A measure of negative symptoms had a weaker association with summer birth than did the deficit versus nondeficit categorization. Negative symptoms were also not associated with summer births in previous studies
(20–
23). Negative symptoms and the deficit criteria define groups that overlap substantially but are not synonymous, and these two measures also have different correlates
(19,
27,
37). The ability to detect an association—or in the case of the positive psychotic symptoms, a failure to detect an association—is limited by the reliability of the variables of interest. However, the consistency of the studies of carefully validated deficit groups and summer birth, despite the use of a variety of scales, suggests that this issue did not distort our results.
Other studies have also suggested that season of birth is related to clinical characteristics. A review of the literature on season and schizophrenia
(9) concluded that, on average, winter-born schizophrenia patients have a relatively benign disease compared to those born at other times of the year.
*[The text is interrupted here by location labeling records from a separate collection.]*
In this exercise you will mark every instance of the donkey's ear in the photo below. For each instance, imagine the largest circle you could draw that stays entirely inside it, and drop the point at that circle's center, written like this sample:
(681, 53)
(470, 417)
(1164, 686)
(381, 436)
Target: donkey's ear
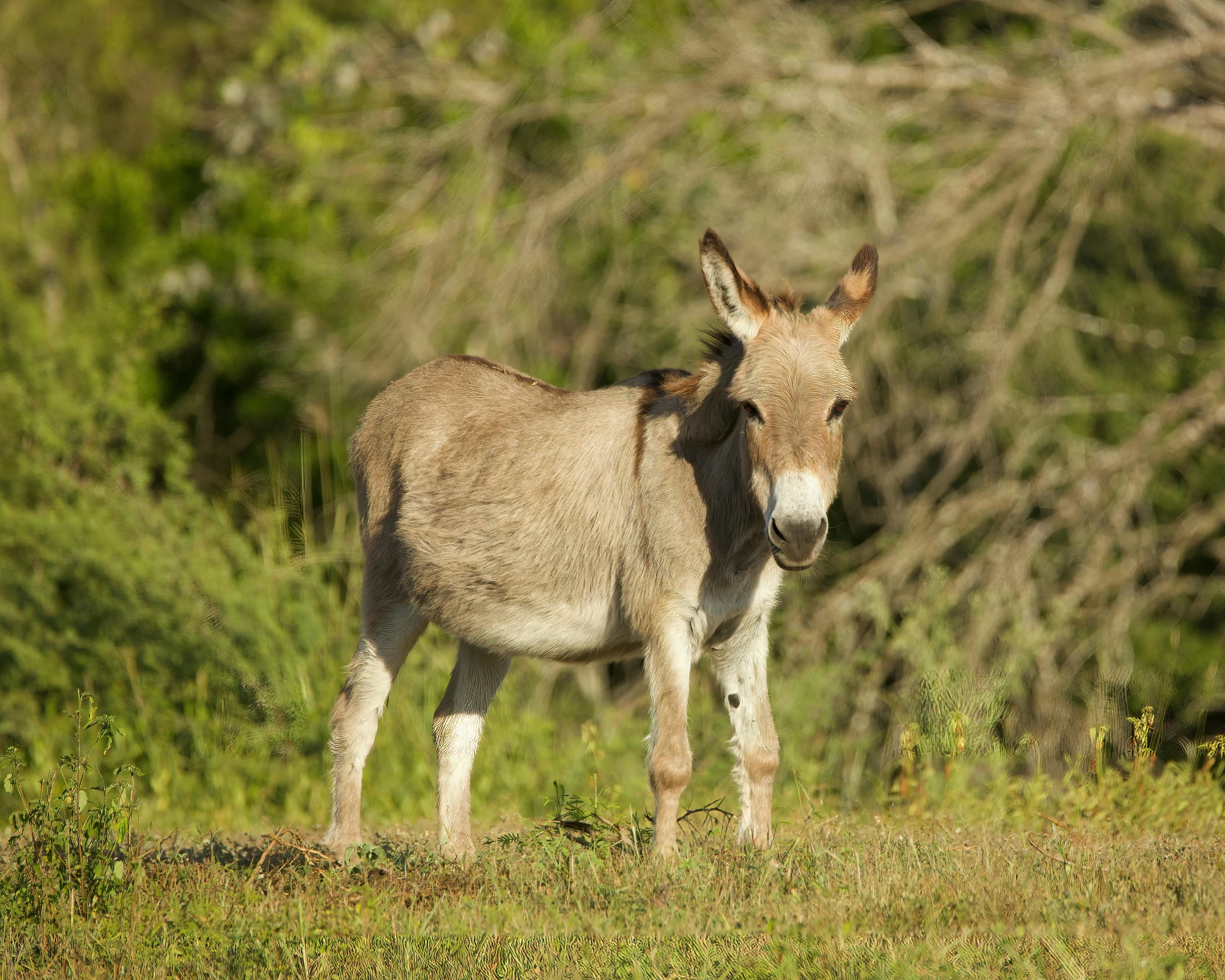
(853, 292)
(738, 300)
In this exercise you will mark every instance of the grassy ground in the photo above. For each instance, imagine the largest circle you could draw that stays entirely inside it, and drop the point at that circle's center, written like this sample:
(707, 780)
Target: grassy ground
(1022, 878)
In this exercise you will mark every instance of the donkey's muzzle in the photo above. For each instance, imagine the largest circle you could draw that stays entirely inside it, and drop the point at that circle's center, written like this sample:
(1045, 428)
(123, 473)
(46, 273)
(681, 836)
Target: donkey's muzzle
(796, 542)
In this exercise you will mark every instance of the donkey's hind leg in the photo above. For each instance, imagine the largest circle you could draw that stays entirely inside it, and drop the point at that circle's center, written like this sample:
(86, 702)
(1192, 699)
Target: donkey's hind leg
(390, 627)
(457, 727)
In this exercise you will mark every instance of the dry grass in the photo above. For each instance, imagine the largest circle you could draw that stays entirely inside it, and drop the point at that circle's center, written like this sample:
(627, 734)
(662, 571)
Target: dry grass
(1121, 877)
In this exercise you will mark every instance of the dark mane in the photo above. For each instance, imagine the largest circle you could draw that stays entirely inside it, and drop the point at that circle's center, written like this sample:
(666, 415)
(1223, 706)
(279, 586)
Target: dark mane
(717, 342)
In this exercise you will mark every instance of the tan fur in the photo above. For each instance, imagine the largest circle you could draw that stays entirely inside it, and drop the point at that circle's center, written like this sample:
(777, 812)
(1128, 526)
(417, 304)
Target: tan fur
(636, 520)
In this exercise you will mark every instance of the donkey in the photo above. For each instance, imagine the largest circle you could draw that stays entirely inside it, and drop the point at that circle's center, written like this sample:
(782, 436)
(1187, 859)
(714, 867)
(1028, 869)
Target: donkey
(653, 517)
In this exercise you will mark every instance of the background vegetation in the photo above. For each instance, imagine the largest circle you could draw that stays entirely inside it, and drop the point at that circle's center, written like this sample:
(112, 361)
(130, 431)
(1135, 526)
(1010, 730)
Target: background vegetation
(224, 227)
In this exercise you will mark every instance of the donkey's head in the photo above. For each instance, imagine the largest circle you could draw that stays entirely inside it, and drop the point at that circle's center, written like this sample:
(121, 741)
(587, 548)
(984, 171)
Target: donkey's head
(793, 388)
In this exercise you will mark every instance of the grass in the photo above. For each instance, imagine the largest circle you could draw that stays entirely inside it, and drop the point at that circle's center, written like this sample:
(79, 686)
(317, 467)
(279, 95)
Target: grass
(974, 875)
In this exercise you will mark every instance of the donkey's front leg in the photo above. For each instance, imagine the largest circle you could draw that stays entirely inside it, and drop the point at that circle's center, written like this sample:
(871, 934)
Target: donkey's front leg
(742, 668)
(457, 725)
(669, 760)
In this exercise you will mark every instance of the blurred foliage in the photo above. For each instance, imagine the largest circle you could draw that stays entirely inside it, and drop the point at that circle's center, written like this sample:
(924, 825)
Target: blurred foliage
(223, 229)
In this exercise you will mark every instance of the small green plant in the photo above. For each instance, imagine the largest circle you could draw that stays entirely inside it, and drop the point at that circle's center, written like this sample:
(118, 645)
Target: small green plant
(1214, 751)
(78, 837)
(1142, 727)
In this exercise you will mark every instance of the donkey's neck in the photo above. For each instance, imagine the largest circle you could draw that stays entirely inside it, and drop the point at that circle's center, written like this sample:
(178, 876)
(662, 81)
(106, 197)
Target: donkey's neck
(712, 439)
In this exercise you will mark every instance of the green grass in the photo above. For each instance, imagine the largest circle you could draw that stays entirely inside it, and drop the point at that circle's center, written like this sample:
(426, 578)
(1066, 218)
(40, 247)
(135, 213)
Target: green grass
(973, 875)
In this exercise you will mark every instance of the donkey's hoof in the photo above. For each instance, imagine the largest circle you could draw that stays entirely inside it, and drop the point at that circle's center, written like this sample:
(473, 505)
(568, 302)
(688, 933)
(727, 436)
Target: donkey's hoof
(457, 850)
(340, 844)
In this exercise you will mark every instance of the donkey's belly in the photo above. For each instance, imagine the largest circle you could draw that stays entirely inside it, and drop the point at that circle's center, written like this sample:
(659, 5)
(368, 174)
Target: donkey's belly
(557, 630)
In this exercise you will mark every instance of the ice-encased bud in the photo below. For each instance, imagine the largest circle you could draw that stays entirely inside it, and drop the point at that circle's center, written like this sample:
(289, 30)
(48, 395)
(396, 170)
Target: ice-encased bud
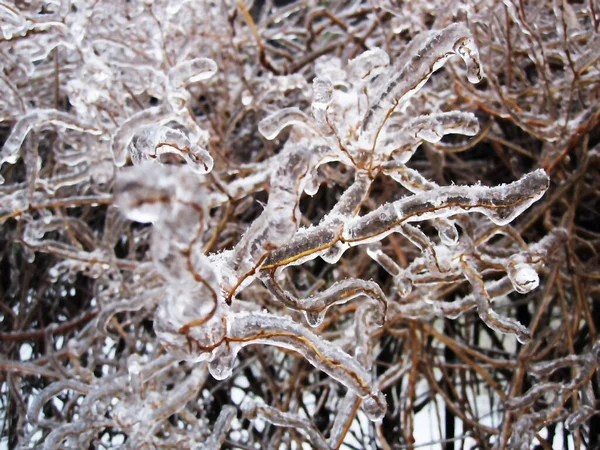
(403, 285)
(192, 71)
(375, 406)
(149, 193)
(153, 141)
(322, 91)
(221, 366)
(523, 277)
(272, 125)
(369, 64)
(467, 50)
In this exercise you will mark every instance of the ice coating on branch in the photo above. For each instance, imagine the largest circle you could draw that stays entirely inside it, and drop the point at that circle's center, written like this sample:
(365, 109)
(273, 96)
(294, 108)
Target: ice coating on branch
(235, 272)
(322, 92)
(369, 64)
(281, 332)
(36, 119)
(523, 277)
(192, 71)
(440, 45)
(129, 127)
(271, 126)
(501, 204)
(150, 142)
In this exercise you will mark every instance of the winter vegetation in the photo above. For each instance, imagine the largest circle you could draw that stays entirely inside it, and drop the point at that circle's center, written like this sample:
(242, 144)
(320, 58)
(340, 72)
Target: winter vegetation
(310, 224)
In two subsequent studies, winter birth was found to be associated with the paranoid subtype in men
(10,
11), which is a relatively benign form of illness. The deficit syndrome is associated with a relatively severe form of illness
(18,
19,
37); thus, our present results are consistent with the previous studies.
The replicated association between summer birth and deficit schizophrenia is not consistent with the interpretation that deficit/nondeficit differences are found because the deficit group is at the extreme end of a severity spectrum, i.e., that the deficit group has a more severe form of the same pathophysiology found in nondeficit schizophrenia. Deficit subjects do not have a more severe form of the winter-birth excess, which is associated with schizophrenia as a whole, but a different risk factor, i.e., summer birth. It is likely that the winter-birth effect is the one that has been noticed in previous studies of schizophrenia because the deficit versus nondeficit categorization has not been made and the prevalence of nondeficit schizophrenia is greater than that of deficit schizophrenia. Not only is the widely replicated winter-birth phenomenon probably restricted to the nondeficit group, but the effect size may be greater than previously thought.
The identification of a season-of-birth risk factor for separate subgroups of schizophrenia may have several implications. For instance, maternal exposure to certain viral infections, most often influenza, has been linked to the development of schizophrenia
(48–
50). As infection appears to increase the risk of schizophrenia only if it occurs during the second trimester, and such infections are generally more prevalent during the winter, subjects with schizophrenia as a result of exposure to such infections may have an excess of spring or summer births. In future studies of viral infections and risk of schizophrenia, it would be desirable to examine deficit and nondeficit groups separately. Other proposed explanations of seasonal variation of births, besides seasonal variation in infections, include decreased exposure to sunshine, seasonal variations of exposure to environmental toxins, and seasonal variations in nutrition
(51).
The apparent double dissociation between season of birth and deficit versus nondeficit categorization is consistent with the evidence that deficit and nondeficit schizophrenia have differences in pathophysiology
(52). Use of the deficit versus nondeficit categorization in future studies may provide additional insight in the search for nongenetic risk factors for schizophrenia.